Over a dozen acts including Metallica, Slayer, Tool and Guns N' Roses are set to perform to a sea of fans in black band T-shirts with a mix of their own music and renditions of Black Sabbath numbers.
Atlanta-based rockers Mastodon kicked off the music, followed by Anthrax, Halestorm and Lamb of God. Black Sabbath are due on stage later.
The one-off gig, with profits going to charity, has been billed as Osbourne's last performance, five years after the 76-year-old 'Prince of Darkness' revealed he had Parkinson's disease.
"The goal is a very simple one, and that is to create the greatest day in the history of heavy metal as a salute to the band that started it all," Rage Against the Machine member Tom Morello, the music director for the event, told Metal Hammer magazine.
The gig will unite Sabbath's original lineup of bassist Geezer Butler, guitarist Tony Iommi, drummer Bill Ward and frontman Osbourne for the first time in 20 years.
Runo Gokdemir, a teacher from London, said he had sold a car for £400 pounds to pay for a ticket.
"I love Ozzy that much," he told Reuters. "When I had a tough time in my teenage years, I listened to Black Sabbath, and Ozzy has got me through a lot."

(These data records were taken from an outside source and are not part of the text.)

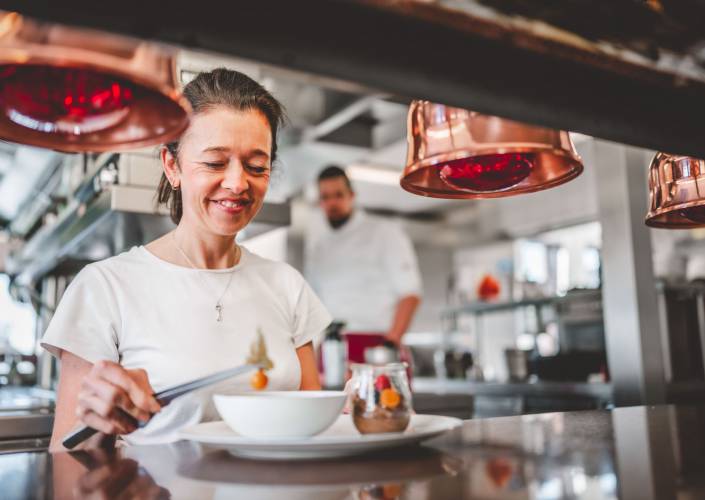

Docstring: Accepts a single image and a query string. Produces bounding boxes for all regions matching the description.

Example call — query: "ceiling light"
[645,153,705,228]
[401,101,583,198]
[0,11,189,152]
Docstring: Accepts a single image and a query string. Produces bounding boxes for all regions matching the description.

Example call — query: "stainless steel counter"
[0,412,53,442]
[3,404,705,499]
[0,387,55,452]
[413,377,613,400]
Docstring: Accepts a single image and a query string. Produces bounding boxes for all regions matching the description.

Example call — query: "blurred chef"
[304,166,422,363]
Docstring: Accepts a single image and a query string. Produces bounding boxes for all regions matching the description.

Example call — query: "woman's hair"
[157,68,285,224]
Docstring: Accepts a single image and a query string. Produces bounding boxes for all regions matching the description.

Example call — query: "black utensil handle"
[62,425,99,449]
[62,410,143,450]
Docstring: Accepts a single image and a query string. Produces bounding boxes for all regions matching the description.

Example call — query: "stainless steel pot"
[505,348,530,382]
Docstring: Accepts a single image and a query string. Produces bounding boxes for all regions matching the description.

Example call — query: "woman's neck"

Member of US rock band Anthrax, Scott Ian plays to the crowd as a support act, during British rock band Black Sabbath's "Back to The Beginning" concert, Ozzy Osbourne's final ever gig. Photo: ANDY BUCHANAN / AFP
Lisa Meyer, who organised a Black Sabbath exhibition in Birmingham in 2019, said the band built an enduring legacy by offering a heavier alternative to the Beatlemania and hippy music of the 1960s.
"That's what really resonated with fans, giving a voice to that rage, anger and frustration, but doing it in a really cathartic way," Meyer, co-founder of the Home of Metal project, told Reuters.
Sabbath murals and banners have appeared across the city, in the central England, whose factories were one of the influences for the band's heavy sound of loud, distorted guitar and aggressive vocals.
Saturday's extravaganza also features performances by Pantera, Gojira, Alice in Chains and Limp Bizkit frontman Fred Durst.